More on VMware and YouTube
A few weeks back I posted about VMware’s conduct in posting a video which of some tests which appear to bring on a crash in Hyper-V. No company is all good or all bad, not Microsoft, not VMware. But I did say in response to one of the comments
VMware shows all the signs of running scared. The thing is, when you do that you need to watch yourself or you fall in the gutter.
Obviously no organization likes its competitors,we can (and do) respect ours. This incident has reduced the respect we have for VMware and reading An article on IT-Pro this week it seems we’re not alone.
Over on the virtualization Team’s blog, Jeff has a post about where this has got to: we still can’t get a crash dump out of VMware to give us a fighting chance of reproducing the problem: the tests haven’t come to a conclusion yet and Jeff doesn’t to give a preliminary conclusion – but he does says we haven’t been able to make Hyper-V crash yet but (like the folks at Anandtech point out ) we’ve found quite a lot wrong with the test which supposedly brought it on.

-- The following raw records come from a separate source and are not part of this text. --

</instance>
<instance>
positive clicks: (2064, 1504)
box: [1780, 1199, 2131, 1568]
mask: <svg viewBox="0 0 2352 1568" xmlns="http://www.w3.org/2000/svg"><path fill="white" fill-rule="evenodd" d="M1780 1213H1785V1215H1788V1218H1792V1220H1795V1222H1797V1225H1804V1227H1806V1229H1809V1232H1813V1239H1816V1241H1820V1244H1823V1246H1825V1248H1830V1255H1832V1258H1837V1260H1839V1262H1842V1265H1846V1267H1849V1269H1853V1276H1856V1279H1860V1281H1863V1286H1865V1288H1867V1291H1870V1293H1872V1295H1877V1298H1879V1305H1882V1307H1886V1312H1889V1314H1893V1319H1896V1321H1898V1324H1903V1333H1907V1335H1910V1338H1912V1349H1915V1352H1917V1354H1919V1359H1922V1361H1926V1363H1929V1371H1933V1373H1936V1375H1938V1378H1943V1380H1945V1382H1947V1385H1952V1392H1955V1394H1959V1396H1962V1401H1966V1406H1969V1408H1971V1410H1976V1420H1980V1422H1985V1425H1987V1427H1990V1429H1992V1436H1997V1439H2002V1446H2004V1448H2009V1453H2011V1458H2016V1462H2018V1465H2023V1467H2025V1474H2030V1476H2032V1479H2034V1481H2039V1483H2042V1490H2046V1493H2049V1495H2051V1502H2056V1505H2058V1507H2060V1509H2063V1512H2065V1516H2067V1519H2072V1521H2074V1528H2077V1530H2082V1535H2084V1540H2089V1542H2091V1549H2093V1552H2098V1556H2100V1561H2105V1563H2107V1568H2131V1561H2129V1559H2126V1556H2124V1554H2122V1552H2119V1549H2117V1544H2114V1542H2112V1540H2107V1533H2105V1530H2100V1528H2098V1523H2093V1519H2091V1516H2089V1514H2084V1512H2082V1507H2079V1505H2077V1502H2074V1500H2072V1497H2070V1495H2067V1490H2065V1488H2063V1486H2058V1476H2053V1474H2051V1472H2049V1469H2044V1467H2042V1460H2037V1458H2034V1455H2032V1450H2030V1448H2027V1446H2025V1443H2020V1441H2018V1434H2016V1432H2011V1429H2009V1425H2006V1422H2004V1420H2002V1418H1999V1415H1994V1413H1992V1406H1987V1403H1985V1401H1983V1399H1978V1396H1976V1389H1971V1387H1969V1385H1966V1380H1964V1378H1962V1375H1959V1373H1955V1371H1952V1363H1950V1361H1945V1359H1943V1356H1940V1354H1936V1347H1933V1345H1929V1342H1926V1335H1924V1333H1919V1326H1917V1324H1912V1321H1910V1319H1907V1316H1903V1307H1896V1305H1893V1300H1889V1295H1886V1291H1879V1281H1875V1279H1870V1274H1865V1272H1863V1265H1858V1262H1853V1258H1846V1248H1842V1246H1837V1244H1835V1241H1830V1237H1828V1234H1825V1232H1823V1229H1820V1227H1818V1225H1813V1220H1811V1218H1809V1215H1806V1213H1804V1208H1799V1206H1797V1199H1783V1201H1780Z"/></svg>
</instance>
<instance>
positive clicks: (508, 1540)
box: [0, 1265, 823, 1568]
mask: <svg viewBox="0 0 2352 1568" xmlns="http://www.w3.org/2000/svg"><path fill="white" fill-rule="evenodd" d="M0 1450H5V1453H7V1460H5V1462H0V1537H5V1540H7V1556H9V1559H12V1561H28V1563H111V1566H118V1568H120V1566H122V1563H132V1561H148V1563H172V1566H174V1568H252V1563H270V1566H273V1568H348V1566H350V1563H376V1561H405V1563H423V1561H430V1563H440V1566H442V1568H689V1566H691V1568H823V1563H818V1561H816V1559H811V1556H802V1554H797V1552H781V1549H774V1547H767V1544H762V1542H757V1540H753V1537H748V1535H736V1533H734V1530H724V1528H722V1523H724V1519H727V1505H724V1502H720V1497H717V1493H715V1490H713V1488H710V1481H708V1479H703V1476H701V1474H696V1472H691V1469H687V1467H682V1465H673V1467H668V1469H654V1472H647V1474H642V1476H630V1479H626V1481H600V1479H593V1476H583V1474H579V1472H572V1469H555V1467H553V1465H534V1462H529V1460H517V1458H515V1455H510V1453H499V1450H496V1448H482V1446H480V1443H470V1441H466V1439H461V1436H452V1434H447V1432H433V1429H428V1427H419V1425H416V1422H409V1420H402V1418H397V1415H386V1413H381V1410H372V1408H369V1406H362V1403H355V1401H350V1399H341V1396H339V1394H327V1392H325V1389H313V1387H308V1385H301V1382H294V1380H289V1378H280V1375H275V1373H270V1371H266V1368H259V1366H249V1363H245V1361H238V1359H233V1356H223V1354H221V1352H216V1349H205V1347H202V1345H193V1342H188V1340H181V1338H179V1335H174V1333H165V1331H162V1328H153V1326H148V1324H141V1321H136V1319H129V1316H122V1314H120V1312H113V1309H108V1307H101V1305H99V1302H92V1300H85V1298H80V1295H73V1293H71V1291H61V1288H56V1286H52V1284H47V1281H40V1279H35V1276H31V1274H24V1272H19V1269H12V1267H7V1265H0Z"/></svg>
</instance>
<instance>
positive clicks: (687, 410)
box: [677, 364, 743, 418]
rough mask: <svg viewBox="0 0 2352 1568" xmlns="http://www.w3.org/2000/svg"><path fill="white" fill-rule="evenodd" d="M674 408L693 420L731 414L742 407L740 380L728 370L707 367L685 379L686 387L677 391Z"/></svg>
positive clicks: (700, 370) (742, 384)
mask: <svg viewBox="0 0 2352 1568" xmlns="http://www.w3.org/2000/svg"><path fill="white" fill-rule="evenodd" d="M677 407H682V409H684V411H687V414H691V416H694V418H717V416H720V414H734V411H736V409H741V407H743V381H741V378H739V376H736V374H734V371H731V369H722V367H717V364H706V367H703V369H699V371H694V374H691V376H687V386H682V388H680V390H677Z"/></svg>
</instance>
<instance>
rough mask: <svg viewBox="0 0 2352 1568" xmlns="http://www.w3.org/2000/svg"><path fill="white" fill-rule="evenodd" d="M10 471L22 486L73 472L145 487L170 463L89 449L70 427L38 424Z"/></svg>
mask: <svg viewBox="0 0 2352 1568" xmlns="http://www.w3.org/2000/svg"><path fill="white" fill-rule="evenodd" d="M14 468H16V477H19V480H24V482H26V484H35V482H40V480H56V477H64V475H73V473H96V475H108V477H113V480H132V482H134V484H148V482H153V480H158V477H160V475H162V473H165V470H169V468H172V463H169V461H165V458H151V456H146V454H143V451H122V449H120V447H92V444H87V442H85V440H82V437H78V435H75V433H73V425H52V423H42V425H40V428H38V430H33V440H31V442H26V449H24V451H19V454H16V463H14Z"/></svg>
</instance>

But …an apology has appeared from Scott Drummonds (who was the person responsible). Is it sufficient ? Is it timely ? I’ll let others be the judge of that. But there are youtube users who don’t realise that admitting you got it wrong is the first step in getting people’s respect back – and they could learn from Scott
Update. Jeff has a second post where he talks about the testing we have done where they were able to get the guest to crash. It turns out to be an issue that has less than two dozen reports but was found and fixed in April 2008. It’s not specific to Hyper-V In fact, Jeff found that VMware reported this issue on ESX. That’s right folks, their anonymous youtube video could have shown ESX crashing as easily as it showed hyper-v.